First impressions of CUDA 6 managed memory

I’ve started experimenting with CUDA 6 managed memory the past few days, and wanted to share a few notes for those who are curious about this new feature. (My tests have been with the CUDA 6 release candidate, and a GK208 and GM107 card in a PCI Express 2.0 motherboard running Ubuntu 13.04. To streamline testing, I’ve been using my CUDA 6 fork of PyCUDA, so YMMV, but hopefully not very much.)

First some qualitative observations (some of this can be deduced from the manual but not everyone can read that yet):

  • You should think of managed memory as device memory that you can access from the host, rather than host memory you can access on a device. (The driver API explicitly treats it as device memory.) As a result, managed memory is bound to the GPU that is active when you create it, and data does not migrate between GPUs.
  • When you allocate managed memory, the driver allocates memory on both the host and device at the same time. If you check your device free memory immediately afterward cudaMallocManaged, you will see the free memory reduced by the amount you allocated.
  • As a result of the previous point, managed memory cannot be used to access arrays in host memory that do not also fit in device memory. I had briefly imagined that managed memory would allow me to treat host memory as a page buffer backing arrays larger than the device memory, but that doesn't work.
  • They are not kidding about the concurrency limitations. Fail to synchronize with the appropriate streams before accessing managed memory on the host, and *BOOM* segfault (just like you dereferenced a bogus address).

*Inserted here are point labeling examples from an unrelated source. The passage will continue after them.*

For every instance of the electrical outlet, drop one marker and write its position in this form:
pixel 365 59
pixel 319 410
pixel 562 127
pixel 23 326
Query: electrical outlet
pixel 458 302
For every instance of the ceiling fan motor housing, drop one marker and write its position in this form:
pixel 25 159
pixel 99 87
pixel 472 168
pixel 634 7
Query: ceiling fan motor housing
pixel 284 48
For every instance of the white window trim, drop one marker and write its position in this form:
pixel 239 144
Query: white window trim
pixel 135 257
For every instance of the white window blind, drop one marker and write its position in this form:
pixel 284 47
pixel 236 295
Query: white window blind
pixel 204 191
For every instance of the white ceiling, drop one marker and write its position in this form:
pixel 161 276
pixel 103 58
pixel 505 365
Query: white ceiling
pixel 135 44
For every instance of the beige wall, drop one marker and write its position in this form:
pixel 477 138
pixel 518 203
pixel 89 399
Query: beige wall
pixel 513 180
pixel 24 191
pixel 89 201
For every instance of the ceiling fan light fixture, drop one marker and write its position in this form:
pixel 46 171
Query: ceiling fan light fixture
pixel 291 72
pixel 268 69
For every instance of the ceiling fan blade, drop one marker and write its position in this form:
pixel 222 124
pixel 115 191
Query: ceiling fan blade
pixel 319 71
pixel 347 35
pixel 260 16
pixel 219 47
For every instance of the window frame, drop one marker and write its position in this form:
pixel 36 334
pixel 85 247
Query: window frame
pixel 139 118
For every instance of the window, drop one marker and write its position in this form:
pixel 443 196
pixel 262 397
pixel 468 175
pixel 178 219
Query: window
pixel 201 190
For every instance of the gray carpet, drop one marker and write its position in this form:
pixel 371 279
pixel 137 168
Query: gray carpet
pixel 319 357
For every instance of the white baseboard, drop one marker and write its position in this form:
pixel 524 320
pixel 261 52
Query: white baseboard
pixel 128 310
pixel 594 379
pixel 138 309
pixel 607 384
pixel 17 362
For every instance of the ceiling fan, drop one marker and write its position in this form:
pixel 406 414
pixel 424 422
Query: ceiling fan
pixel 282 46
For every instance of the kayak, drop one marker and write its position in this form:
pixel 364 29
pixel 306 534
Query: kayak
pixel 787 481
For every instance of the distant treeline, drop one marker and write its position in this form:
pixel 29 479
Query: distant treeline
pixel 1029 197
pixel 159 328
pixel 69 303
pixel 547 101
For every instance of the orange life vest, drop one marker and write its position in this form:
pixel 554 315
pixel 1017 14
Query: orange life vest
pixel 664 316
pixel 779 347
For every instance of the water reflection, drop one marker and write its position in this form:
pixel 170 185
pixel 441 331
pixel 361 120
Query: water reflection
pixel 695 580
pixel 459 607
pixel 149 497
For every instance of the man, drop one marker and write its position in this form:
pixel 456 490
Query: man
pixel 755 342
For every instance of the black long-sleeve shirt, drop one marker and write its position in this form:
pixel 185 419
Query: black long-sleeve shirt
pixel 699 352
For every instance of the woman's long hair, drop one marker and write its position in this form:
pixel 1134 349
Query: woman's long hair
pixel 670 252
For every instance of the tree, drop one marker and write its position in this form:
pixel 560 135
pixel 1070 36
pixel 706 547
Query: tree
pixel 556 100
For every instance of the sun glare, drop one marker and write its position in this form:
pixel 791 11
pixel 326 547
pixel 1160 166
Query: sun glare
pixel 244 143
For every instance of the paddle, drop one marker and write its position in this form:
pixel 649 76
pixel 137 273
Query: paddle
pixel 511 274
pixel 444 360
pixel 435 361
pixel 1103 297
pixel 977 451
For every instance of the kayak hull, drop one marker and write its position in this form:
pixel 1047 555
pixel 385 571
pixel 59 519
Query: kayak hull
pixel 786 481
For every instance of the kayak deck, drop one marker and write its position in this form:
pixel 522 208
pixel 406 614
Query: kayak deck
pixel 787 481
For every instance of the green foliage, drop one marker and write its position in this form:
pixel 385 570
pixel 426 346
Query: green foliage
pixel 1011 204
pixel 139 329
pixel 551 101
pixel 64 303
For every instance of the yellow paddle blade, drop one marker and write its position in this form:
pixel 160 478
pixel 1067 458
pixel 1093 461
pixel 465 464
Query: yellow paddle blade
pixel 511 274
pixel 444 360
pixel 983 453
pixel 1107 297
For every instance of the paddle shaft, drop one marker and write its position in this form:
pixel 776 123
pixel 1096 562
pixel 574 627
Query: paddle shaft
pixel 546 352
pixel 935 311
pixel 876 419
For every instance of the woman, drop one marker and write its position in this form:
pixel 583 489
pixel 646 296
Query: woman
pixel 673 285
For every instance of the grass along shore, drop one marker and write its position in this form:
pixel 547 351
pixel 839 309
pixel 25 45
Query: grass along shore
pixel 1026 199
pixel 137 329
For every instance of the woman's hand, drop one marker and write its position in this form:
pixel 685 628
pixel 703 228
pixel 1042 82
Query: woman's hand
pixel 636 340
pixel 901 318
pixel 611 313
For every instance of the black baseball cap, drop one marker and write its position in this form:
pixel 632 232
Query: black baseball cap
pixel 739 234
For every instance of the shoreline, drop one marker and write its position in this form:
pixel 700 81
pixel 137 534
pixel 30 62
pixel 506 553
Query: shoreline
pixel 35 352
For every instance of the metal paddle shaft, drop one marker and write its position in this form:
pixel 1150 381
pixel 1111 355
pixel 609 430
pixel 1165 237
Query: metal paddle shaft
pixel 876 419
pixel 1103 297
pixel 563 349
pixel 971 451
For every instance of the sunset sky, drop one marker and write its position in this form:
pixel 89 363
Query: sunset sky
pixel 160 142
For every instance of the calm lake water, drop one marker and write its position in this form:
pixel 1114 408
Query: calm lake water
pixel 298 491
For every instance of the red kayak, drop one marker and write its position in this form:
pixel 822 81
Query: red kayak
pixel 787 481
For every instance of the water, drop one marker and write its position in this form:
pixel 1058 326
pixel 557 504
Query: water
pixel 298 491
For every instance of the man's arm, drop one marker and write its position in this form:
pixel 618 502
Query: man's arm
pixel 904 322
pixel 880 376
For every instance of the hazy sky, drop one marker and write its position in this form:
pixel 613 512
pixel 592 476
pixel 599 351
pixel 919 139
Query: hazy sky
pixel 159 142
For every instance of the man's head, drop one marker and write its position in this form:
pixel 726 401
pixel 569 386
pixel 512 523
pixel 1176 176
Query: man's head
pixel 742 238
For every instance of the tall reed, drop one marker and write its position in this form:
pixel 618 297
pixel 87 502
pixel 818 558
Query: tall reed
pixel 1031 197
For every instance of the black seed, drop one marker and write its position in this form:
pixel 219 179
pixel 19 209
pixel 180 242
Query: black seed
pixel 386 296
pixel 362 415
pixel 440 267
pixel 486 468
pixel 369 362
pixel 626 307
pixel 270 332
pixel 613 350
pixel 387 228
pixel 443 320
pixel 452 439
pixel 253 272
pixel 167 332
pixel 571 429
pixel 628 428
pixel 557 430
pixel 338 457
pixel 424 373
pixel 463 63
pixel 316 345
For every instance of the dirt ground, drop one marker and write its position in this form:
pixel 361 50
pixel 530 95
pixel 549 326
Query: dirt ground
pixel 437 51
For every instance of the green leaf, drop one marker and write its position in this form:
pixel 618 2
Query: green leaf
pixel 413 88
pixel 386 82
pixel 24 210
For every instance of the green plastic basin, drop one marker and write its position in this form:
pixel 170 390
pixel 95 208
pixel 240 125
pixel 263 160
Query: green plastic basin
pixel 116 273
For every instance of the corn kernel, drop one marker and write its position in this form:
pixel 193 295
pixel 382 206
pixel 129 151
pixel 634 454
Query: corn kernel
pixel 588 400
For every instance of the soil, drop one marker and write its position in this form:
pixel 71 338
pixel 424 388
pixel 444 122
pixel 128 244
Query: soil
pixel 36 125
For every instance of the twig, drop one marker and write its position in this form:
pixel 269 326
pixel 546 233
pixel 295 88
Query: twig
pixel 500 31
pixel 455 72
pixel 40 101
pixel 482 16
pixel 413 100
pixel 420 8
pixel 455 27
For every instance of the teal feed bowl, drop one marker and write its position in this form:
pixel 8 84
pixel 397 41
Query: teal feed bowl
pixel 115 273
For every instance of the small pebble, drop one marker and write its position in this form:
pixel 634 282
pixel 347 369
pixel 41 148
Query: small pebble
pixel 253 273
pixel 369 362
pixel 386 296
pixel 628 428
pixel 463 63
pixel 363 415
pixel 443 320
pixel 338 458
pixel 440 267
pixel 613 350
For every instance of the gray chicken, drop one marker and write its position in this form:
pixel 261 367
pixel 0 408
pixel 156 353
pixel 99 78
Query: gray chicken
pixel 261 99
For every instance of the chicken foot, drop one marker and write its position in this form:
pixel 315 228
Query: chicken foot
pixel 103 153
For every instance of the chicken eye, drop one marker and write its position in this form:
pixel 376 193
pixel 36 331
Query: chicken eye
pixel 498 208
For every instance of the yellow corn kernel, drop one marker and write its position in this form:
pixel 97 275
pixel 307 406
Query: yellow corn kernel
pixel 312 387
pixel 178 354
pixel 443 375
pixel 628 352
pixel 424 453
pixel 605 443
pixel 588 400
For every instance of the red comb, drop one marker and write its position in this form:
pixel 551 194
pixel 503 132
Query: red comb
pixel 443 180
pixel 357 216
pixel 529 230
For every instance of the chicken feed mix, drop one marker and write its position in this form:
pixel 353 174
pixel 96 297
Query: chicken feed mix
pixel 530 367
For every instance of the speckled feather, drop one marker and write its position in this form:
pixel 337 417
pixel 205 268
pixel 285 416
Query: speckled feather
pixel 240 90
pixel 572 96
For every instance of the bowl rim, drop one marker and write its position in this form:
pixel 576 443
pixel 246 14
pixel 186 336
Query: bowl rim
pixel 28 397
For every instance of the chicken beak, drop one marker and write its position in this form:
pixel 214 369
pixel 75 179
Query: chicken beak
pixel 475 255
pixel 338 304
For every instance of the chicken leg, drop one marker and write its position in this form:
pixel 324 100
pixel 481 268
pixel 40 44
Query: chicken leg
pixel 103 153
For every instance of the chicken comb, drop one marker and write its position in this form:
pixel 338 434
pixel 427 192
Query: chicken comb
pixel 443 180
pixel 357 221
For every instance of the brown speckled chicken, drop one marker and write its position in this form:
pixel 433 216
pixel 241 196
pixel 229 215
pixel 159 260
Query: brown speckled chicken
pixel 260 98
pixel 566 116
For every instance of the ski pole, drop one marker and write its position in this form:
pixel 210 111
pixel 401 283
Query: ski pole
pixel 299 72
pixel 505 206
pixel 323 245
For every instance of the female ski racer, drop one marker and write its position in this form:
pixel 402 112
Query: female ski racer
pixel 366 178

    This makes CUDA bindings for managed memory a bit awkward in languages with a runtime that tries to protect you from memory access violations (like Python). I currently don’t have any good strategy to prevent the Python interpreter from segfaulting completely if host access happens at an inappropriate time.

And some more quantitative observations from microbenchmarking with strided, linear access patterns on a 400+ MB contiguous array:

  • Managed memory transfer from host to device (presumably triggered by a page fault on the device) appears to copy the entire array, regardless of how much of the array is accessed on the device. The time spent transferring the data is about 30% longer than doing an explicit cudaMemcpy on the Kepler GK208 and 70% longer on the Maxwell GM107.
  • Managed memory transfer from device to host (initiated by page fault on the host) behaves very differently. The transfer from device to host takes 6x longer on the GK208 and 8x longer on the GM107 compared to cudaMemcpy. However, unlike the host-to-device direction, the transfers appear to have 4096 byte granularity (the VM page size on Linux). This means that you can see a big improvement with implicit transfers compared to a full cudaMemcpy if you sparsely access a managed data structure on the host after a kernel processes it.

Based on the above, it sounds like both Kepler and this first release of Maxwell hardware lack the virtual memory capability on the device required to transfer individual pages of memory from the host on demand. The host CPU can (and does) transfer individual pages from the device as they are needed, but the ability comes at a pretty high bandwidth efficiency cost. Interestingly, GM107 seems to actually have lower managed memory performance than Kepler at the moment.

Has anyone else had time to play with managed memory?

One followup:

If 2 GPUs are present in the system, and they are not capable of accessing each other’s memory, managed memory allocations will behave just like pagelocked, zero copy host memory. You have to use the CUDA_VISIBLE_DEVICES environment variable to limit your program to one CUDA device in order to avoid this.

This is explained in the CUDA C Programming Guide, but it still confused me when I tried running both the GK208 and GM107 in the same system and all my benchmarks changed.